Chateaubriand s’en tient à une interprétation plus lâche. Mais il a ce grand mérite de proclamer, le premier, que cette architecture gothique, reniée et bafouée depuis le XVIe siècle par tous les beaux esprits, chrétiens ou « libertins », unanimement, s’inspirait, comme l’architecture grecque elle-même, de l’ordre naturel. Il retrouve dans cette inspiration universelle l’universelle tradition et donne par là, bien plus clairement, au point de vue de l’art, que Rousseau n’avait fait, le double signal du recours à la nature et du retour aux principes.

Il fait plus et, dans cette idée générale, il rencontre — sans peut-être l’y discerner bien nettement lui-même — une idée particulière qui sera chère à toute la jeune école archéologique de la fin du XIXe siècle, que Courajod, notamment, illustrera de son éloquent et lucide enthousiasme.

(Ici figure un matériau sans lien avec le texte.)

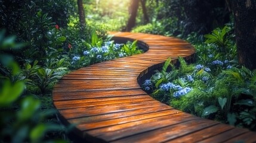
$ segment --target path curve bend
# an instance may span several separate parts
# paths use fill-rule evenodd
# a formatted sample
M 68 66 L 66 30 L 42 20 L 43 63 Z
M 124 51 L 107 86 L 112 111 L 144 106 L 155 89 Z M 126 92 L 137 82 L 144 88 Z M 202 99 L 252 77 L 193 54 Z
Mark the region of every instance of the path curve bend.
M 147 52 L 72 72 L 57 83 L 53 102 L 65 125 L 84 142 L 255 142 L 256 133 L 201 119 L 162 104 L 139 83 L 178 56 L 192 60 L 195 48 L 181 39 L 112 32 L 122 42 L 138 40 Z M 87 142 L 85 142 L 87 141 Z

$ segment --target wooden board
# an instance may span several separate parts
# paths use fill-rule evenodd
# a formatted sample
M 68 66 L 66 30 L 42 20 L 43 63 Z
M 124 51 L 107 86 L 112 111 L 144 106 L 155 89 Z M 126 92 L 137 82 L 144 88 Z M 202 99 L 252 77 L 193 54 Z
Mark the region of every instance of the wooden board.
M 162 104 L 138 81 L 169 57 L 193 59 L 195 48 L 175 38 L 111 32 L 113 39 L 137 40 L 147 52 L 81 68 L 55 86 L 60 119 L 88 142 L 255 142 L 256 133 L 201 119 Z M 116 41 L 118 42 L 118 41 Z

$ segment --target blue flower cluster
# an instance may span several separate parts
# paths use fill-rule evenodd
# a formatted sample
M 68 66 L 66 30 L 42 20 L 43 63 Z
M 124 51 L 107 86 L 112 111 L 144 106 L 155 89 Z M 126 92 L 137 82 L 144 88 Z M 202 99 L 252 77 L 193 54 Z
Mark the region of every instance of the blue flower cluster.
M 229 66 L 227 66 L 227 69 L 232 69 L 232 66 L 230 66 L 230 65 L 229 65 Z
M 207 77 L 207 76 L 203 76 L 202 78 L 202 80 L 203 80 L 203 81 L 207 81 L 207 80 L 209 80 L 209 77 Z
M 209 58 L 212 58 L 214 57 L 214 55 L 212 54 L 210 54 L 208 55 Z
M 203 68 L 203 66 L 202 64 L 198 64 L 196 66 L 196 69 L 199 70 Z
M 106 46 L 109 46 L 111 45 L 111 43 L 112 43 L 112 42 L 110 41 L 107 41 L 107 42 L 105 42 L 105 45 Z
M 146 87 L 144 88 L 144 89 L 145 89 L 146 91 L 149 91 L 149 90 L 150 89 L 150 87 L 149 87 L 149 86 L 146 86 Z
M 114 49 L 115 49 L 115 50 L 118 50 L 118 49 L 119 49 L 121 47 L 121 44 L 119 44 L 119 43 L 116 43 L 116 44 L 115 44 L 115 45 L 114 45 Z
M 84 55 L 88 55 L 90 54 L 90 52 L 88 51 L 84 51 Z
M 124 54 L 122 54 L 122 53 L 120 53 L 120 54 L 119 54 L 119 56 L 120 57 L 124 57 Z
M 214 64 L 214 65 L 219 64 L 220 66 L 223 66 L 223 62 L 219 61 L 219 60 L 215 60 L 215 61 L 212 61 L 212 64 Z
M 209 69 L 209 67 L 205 67 L 205 71 L 207 72 L 211 72 L 211 69 Z
M 225 61 L 224 61 L 224 63 L 225 63 L 225 64 L 227 64 L 228 63 L 229 63 L 229 61 L 228 61 L 227 60 L 226 60 Z
M 145 82 L 144 82 L 143 85 L 145 86 L 147 86 L 152 85 L 152 83 L 151 83 L 151 80 L 150 80 L 150 79 L 146 80 Z
M 101 50 L 103 52 L 109 52 L 109 49 L 107 49 L 107 46 L 103 46 L 101 47 Z
M 80 60 L 80 57 L 79 57 L 79 56 L 75 56 L 72 58 L 73 61 L 78 61 L 79 60 Z
M 174 92 L 173 96 L 174 97 L 178 98 L 181 96 L 183 96 L 184 95 L 186 95 L 186 94 L 189 93 L 189 92 L 192 90 L 190 88 L 184 88 L 184 89 L 182 89 L 181 90 L 180 90 L 177 92 Z
M 168 91 L 171 89 L 177 89 L 177 90 L 181 90 L 182 89 L 182 87 L 180 85 L 176 85 L 171 82 L 168 82 L 165 84 L 162 84 L 161 86 L 160 86 L 160 88 L 162 91 Z
M 97 55 L 97 59 L 101 59 L 101 57 L 102 57 L 102 55 Z
M 193 79 L 191 75 L 187 75 L 187 80 L 190 82 L 193 82 L 194 79 Z
M 98 52 L 98 49 L 97 47 L 94 47 L 91 48 L 91 51 L 94 52 Z

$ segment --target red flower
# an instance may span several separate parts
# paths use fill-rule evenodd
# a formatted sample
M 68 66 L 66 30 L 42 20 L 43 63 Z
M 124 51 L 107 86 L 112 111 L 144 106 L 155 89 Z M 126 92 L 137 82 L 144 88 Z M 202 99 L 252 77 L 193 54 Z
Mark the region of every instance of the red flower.
M 60 27 L 58 27 L 58 24 L 55 24 L 55 27 L 57 29 L 58 29 Z
M 67 47 L 69 48 L 69 49 L 71 49 L 71 48 L 72 48 L 72 45 L 71 45 L 70 43 L 69 43 L 69 45 L 67 45 Z

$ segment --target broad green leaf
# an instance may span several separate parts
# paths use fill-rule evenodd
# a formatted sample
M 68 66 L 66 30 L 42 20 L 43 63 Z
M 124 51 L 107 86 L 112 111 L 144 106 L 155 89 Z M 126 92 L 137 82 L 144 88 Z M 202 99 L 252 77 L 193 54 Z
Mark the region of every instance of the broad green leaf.
M 218 98 L 218 104 L 221 107 L 221 110 L 223 110 L 223 107 L 226 105 L 226 103 L 227 102 L 227 98 L 222 98 L 221 97 L 219 97 Z
M 209 115 L 212 113 L 216 113 L 218 110 L 218 108 L 215 105 L 209 105 L 206 107 L 203 111 L 202 116 Z
M 39 100 L 31 96 L 26 97 L 22 100 L 21 110 L 18 113 L 19 119 L 24 121 L 32 117 L 40 105 Z
M 255 106 L 254 101 L 251 100 L 242 100 L 235 102 L 234 105 L 247 105 L 250 107 Z
M 159 86 L 159 85 L 161 84 L 161 83 L 164 80 L 164 79 L 161 79 L 159 80 L 156 83 L 156 88 L 158 88 Z
M 4 82 L 2 88 L 0 91 L 0 105 L 8 105 L 22 94 L 25 85 L 23 82 L 18 81 L 11 84 L 10 80 Z
M 42 138 L 47 130 L 47 126 L 44 124 L 39 124 L 30 132 L 30 138 L 32 142 L 36 142 Z
M 94 46 L 96 46 L 98 41 L 98 38 L 96 35 L 96 32 L 94 31 L 92 32 L 92 34 L 91 35 L 91 45 Z
M 57 40 L 58 40 L 58 41 L 59 41 L 60 42 L 64 42 L 64 41 L 66 41 L 66 38 L 64 36 L 61 36 L 61 37 L 59 37 L 59 38 L 57 38 Z
M 237 79 L 239 80 L 240 81 L 243 81 L 243 78 L 242 77 L 242 76 L 240 75 L 240 74 L 239 73 L 237 72 L 232 72 L 231 73 L 233 76 Z
M 196 75 L 200 75 L 200 74 L 201 74 L 202 73 L 203 73 L 203 71 L 204 71 L 204 69 L 202 69 L 201 70 L 200 70 L 197 73 L 196 73 Z
M 227 114 L 227 122 L 229 122 L 229 125 L 235 125 L 235 123 L 236 122 L 236 115 L 235 113 L 229 113 Z
M 171 58 L 169 58 L 168 59 L 167 59 L 167 60 L 165 61 L 165 64 L 164 64 L 163 71 L 164 72 L 166 72 L 167 68 L 168 67 L 169 65 L 170 64 L 171 60 Z

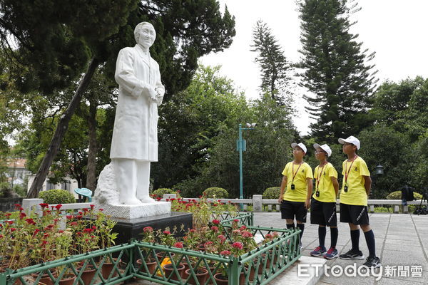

Si ceux que Chateaubriand nomme, assez improprement, du reste, les Gaulois, ont imité par l’architecture et la sculpture le fût, la frondaison et la feuille du chêne, c’est donc qu’ils sont personnellement intervenus dans leur œuvre : ils ont directement regardé la nature et ils l’ont traduite selon leur vision et selon les moyens dont ils disposaient. Il y a, dans cette œuvre, un plan, une volonté, et il y a une originalité. Il n’est donc pas permis de dire, comme pourtant on le répétera bien après Chateaubriand et bien souvent, que « le genre de bâtisse auquel on donne le nom de gothique »[1], dans sa structure, est inspiré « par le seul caprice » ; dans son ornementation, « n’est qu’une dégénération de l’ornement antique, tradition confuse et transposition incohérente des trois ordres grecs, où les feuilles du corinthien, les volutes de l’ionique, les tores du dorique se trouvent compilés sans intention, sans choix, et exécutés sans art ».

Mais, si les « Gaulois » ont demandé à l’Arbre leurs inspirations monumentales, n’ont-ils pas dû soumettre leur technique à la matière comme aux lignes de l’Arbre ? Ils furent des charpentiers avant d’être des tailleurs de pierres, dira quatre-vingts ans plus tard Courajod, et, tailleurs de pierres, ils restèrent des charpentiers : à l’école de l’art romain, qu’ils connurent bien plus tard, ils apportèrent des préférences et des habitudes de travail qui leur étaient propres, et la ner-

  1. Quatremère de Quincy, Dictionnaire historique d’architecture.